A autoridade de Jesus não está limitada em qualquer aspecto. Ele é o Senhor e Soberano de minha rua, meus vizinhos, meu bairro, meus colegas de trabalho, minha família, minha cidade, minha nação – e, sim, de todo o mundo. Jamais deveríamos parar de enviar missionários para pregar o evangelho em lugares onde ele precisa ser ouvido, mas devemos também ver o fazer discípulos como a tarefa central em nossos lares, vizinhanças e igrejas.
A instrução de Jesus sobre “fazer discípulos”, registrada em Mateus 28.19, não é apenas uma mensagem específica para os apóstolos reunidos em volta dele no tempo de sua aparição final, após a ressurreição.

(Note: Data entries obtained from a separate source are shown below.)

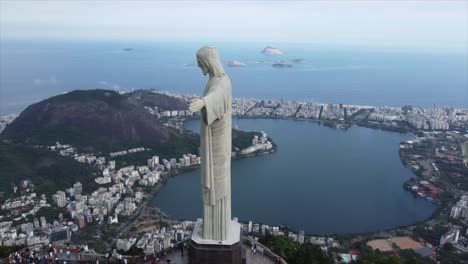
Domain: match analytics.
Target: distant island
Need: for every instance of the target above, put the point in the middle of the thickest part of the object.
(235, 63)
(271, 51)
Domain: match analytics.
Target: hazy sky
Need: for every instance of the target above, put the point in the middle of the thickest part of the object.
(430, 23)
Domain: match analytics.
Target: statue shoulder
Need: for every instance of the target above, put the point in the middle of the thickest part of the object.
(219, 81)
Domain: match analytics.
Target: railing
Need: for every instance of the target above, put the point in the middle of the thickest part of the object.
(265, 251)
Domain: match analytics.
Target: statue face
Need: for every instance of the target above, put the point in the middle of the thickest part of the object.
(203, 66)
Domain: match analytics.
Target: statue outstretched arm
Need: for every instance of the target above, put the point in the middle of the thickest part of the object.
(196, 105)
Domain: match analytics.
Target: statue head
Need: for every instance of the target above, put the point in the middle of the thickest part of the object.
(208, 60)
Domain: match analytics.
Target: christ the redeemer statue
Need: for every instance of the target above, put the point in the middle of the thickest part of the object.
(215, 136)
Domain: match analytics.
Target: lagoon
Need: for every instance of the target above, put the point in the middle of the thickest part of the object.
(321, 180)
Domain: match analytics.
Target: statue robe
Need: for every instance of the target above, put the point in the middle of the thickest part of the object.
(215, 155)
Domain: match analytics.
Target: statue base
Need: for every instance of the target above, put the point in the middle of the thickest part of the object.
(206, 251)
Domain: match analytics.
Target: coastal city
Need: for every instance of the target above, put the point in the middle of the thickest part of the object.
(116, 219)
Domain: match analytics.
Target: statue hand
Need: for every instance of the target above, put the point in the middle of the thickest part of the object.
(196, 105)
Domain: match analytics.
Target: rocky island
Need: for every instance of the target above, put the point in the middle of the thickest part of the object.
(271, 51)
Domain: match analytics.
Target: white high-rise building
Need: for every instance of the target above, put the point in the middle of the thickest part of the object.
(60, 199)
(78, 188)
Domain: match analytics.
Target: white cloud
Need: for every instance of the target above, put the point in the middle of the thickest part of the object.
(384, 22)
(50, 81)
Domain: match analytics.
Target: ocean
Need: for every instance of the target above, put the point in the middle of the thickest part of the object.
(31, 71)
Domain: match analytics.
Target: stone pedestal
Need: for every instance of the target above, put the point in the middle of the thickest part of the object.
(205, 251)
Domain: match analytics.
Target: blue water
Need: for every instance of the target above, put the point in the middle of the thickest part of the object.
(321, 180)
(32, 71)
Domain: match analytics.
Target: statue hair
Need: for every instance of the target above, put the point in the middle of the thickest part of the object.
(209, 55)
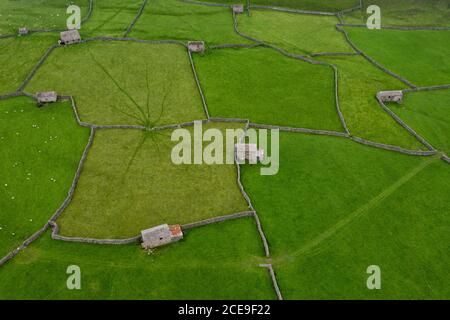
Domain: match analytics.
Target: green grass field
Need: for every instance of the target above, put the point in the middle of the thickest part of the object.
(129, 183)
(297, 33)
(123, 88)
(324, 5)
(35, 14)
(111, 18)
(172, 19)
(359, 83)
(406, 12)
(416, 55)
(334, 208)
(329, 216)
(214, 262)
(266, 87)
(427, 112)
(41, 149)
(19, 55)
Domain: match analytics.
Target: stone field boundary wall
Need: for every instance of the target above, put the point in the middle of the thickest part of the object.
(256, 43)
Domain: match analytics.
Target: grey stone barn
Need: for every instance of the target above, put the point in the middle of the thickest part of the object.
(238, 8)
(196, 46)
(161, 235)
(46, 97)
(23, 31)
(390, 96)
(248, 152)
(70, 37)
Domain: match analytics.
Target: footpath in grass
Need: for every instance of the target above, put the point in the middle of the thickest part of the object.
(172, 19)
(297, 33)
(153, 86)
(19, 55)
(213, 262)
(41, 149)
(406, 13)
(359, 82)
(427, 112)
(313, 5)
(420, 56)
(328, 216)
(36, 14)
(111, 18)
(129, 183)
(266, 87)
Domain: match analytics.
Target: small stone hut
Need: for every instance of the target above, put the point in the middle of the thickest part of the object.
(196, 46)
(69, 37)
(46, 97)
(23, 31)
(249, 152)
(390, 96)
(238, 8)
(161, 235)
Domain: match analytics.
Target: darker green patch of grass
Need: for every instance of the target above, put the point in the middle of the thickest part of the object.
(266, 87)
(129, 183)
(19, 55)
(153, 86)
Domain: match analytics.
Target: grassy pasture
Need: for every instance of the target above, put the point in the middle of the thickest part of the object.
(359, 82)
(171, 19)
(406, 13)
(41, 149)
(406, 235)
(428, 113)
(297, 33)
(324, 5)
(266, 87)
(129, 183)
(214, 262)
(19, 55)
(153, 86)
(111, 18)
(418, 55)
(36, 14)
(328, 216)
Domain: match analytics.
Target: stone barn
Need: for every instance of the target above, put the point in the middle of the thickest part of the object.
(46, 97)
(248, 152)
(390, 96)
(23, 31)
(69, 37)
(196, 46)
(238, 8)
(161, 235)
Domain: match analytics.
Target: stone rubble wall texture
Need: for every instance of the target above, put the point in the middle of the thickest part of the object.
(394, 27)
(217, 219)
(136, 18)
(274, 279)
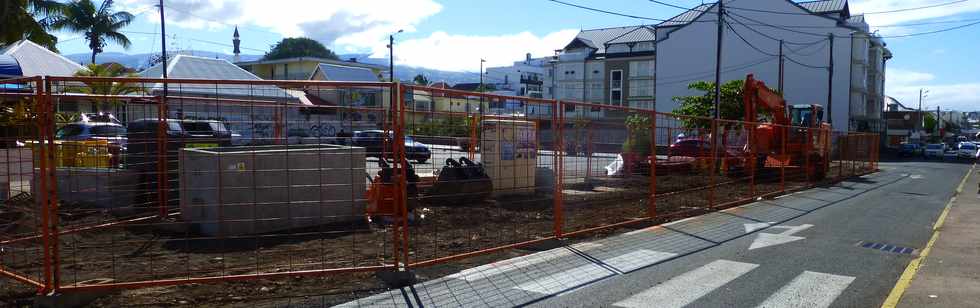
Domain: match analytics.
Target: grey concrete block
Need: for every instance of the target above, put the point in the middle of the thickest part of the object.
(260, 189)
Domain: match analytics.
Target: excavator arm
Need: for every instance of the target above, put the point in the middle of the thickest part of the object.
(756, 94)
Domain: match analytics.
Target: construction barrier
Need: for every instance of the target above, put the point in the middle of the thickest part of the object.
(118, 183)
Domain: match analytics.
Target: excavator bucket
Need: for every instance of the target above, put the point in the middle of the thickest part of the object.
(777, 161)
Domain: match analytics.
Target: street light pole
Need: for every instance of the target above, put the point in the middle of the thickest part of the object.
(391, 56)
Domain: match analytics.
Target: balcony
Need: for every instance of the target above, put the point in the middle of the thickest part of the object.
(532, 80)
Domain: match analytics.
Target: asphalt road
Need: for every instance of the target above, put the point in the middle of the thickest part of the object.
(839, 246)
(828, 266)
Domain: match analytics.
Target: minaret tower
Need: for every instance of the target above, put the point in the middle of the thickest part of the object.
(237, 42)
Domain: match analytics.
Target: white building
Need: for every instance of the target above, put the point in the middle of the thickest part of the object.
(523, 78)
(611, 66)
(686, 53)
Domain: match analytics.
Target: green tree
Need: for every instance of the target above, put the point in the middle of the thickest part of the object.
(293, 47)
(702, 105)
(421, 80)
(929, 122)
(29, 19)
(100, 25)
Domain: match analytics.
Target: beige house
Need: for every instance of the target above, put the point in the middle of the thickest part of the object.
(302, 68)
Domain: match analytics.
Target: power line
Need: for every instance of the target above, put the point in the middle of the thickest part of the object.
(934, 32)
(747, 42)
(760, 23)
(804, 64)
(915, 8)
(607, 12)
(769, 54)
(770, 37)
(866, 13)
(702, 74)
(196, 40)
(674, 6)
(171, 7)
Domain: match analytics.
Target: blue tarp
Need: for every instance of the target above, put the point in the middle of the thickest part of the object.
(9, 67)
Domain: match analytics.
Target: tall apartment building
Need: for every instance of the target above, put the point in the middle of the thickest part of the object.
(523, 78)
(853, 95)
(611, 66)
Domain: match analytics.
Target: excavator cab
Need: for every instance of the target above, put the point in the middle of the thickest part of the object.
(806, 115)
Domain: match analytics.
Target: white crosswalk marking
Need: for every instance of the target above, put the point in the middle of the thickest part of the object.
(688, 287)
(809, 289)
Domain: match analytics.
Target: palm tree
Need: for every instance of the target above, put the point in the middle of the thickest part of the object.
(29, 19)
(99, 24)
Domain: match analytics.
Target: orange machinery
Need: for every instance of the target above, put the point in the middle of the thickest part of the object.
(800, 127)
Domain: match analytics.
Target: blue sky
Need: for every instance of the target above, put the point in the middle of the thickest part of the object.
(455, 34)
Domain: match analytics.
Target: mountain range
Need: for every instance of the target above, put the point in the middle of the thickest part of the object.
(402, 72)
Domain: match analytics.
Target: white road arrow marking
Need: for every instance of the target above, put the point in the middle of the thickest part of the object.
(764, 240)
(749, 228)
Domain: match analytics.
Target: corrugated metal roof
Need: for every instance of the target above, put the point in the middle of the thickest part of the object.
(190, 67)
(598, 38)
(9, 67)
(686, 17)
(36, 60)
(345, 73)
(819, 7)
(640, 34)
(824, 6)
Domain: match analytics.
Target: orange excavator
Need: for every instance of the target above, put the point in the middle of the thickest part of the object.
(800, 127)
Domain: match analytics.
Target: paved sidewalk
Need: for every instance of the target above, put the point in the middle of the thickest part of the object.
(950, 273)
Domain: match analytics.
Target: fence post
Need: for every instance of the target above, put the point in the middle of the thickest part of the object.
(398, 146)
(41, 100)
(559, 120)
(806, 154)
(714, 163)
(652, 202)
(162, 177)
(782, 164)
(750, 141)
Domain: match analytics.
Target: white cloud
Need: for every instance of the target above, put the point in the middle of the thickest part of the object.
(904, 85)
(360, 24)
(446, 51)
(858, 7)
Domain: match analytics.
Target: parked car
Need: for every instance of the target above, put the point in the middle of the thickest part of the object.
(696, 148)
(113, 133)
(967, 150)
(935, 150)
(100, 117)
(910, 149)
(373, 143)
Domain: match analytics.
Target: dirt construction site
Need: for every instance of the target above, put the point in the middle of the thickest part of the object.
(261, 193)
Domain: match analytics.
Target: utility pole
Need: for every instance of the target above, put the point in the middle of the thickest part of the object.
(163, 47)
(391, 55)
(721, 21)
(782, 66)
(830, 82)
(482, 89)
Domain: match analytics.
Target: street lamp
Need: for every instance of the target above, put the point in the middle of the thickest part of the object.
(481, 88)
(391, 55)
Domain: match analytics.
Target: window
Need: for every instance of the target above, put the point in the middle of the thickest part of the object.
(643, 87)
(70, 130)
(641, 68)
(616, 87)
(108, 131)
(595, 92)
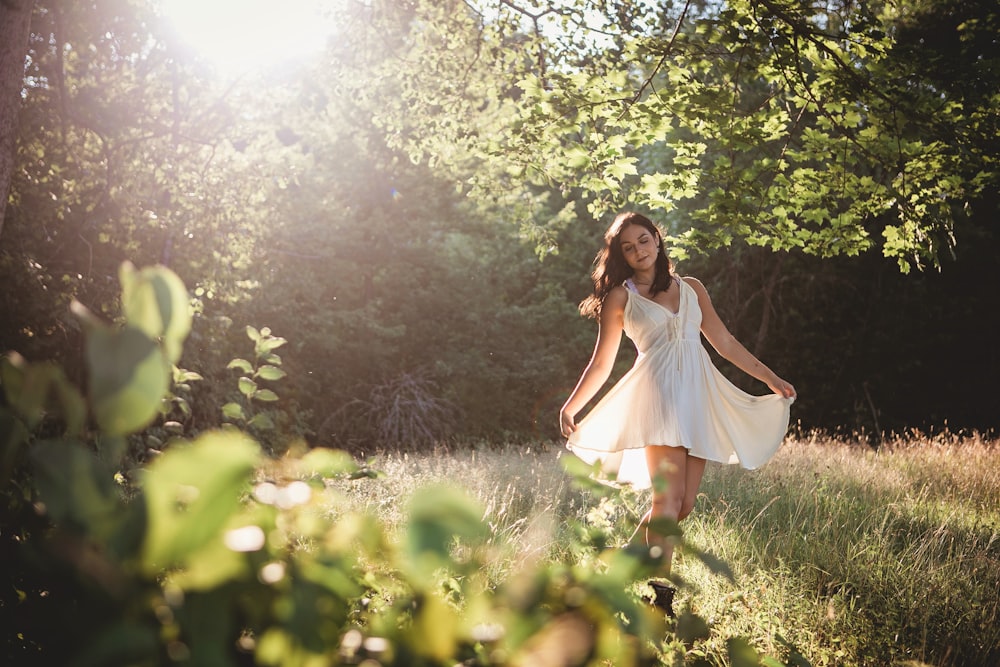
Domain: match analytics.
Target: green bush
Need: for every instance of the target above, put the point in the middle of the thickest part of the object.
(216, 554)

Os primeiros discípulos foram instruídos a “fazerem discípulos” de outros. E, visto que estes novos discípulos estavam sob o senhorio universal de Cristo e deviam obedecer ao que Jesus ensinara, ficaram sob a mesma obrigação dada aos doze originais, de prosseguir o trabalho de anunciar o senhorio de Cristo, como fizeram seus ouvintes, e assim por diante “até à consumação do século”.
Don Carson conclui que “a ordem é dada pelo menos aos onze, mas aos onze em seu papel como discípulos (v. 16). Portanto, eles são paradigmas para todos os discípulos… Cumpre a todos os discípulos de Jesus fazerem de outros aquilo que eles mesmos são – discípulos de Jesus Cristo”.1
Ser um discípulo significa ser chamado a fazer novos discípulos. É claro que os cristãos recebem dons e exercem diferentes ministérios (falaremos mais sobre isso nos capítulos seguintes). Mas, porque todos somos discípulos de Cristo e temos com ele uma relação de professor e aluno, mestre e seguidor, todos nós somos fazedores de discípulos.
Portanto, o alvo do ministério cristão é muito simples e, até certo ponto, mensurável: estamos fazendo e nutrindo verdadeiros discípulos de Cristo? A igreja sempre tende em direção ao institucionalismo e à secularização. O foco muda para a preservação de programas e estruturas tradicionais, e se perde o alvo de discipulado. O mandato de fazer discípulos é o critério que determina se nossa igreja está engajada na missão de Cristo. Estamos fazendo verdadeiros discípulos de Jesus Cristo? Nosso alvo não é fazer membros de igreja ou membros de nossa instituição, e sim verdadeiros discípulos de Jesus.
Ou, retornando à nossa parábola – nosso alvo é dar crescimento à videira e não à treliça.
Notas:
1 – D. A. Carson, “Matthew”, em Frank E. Gaebelein (ed.), The Expositor’s Bible Commentary, vol. 8 (Grand Rapids: Zondervan, 1984), p. 596.
Fonte: trecho do livro “A Treliça e a Videira”, de Colin Marshall e Tony Payne, lançamento de Agosto de 2015, da Editora Fiel.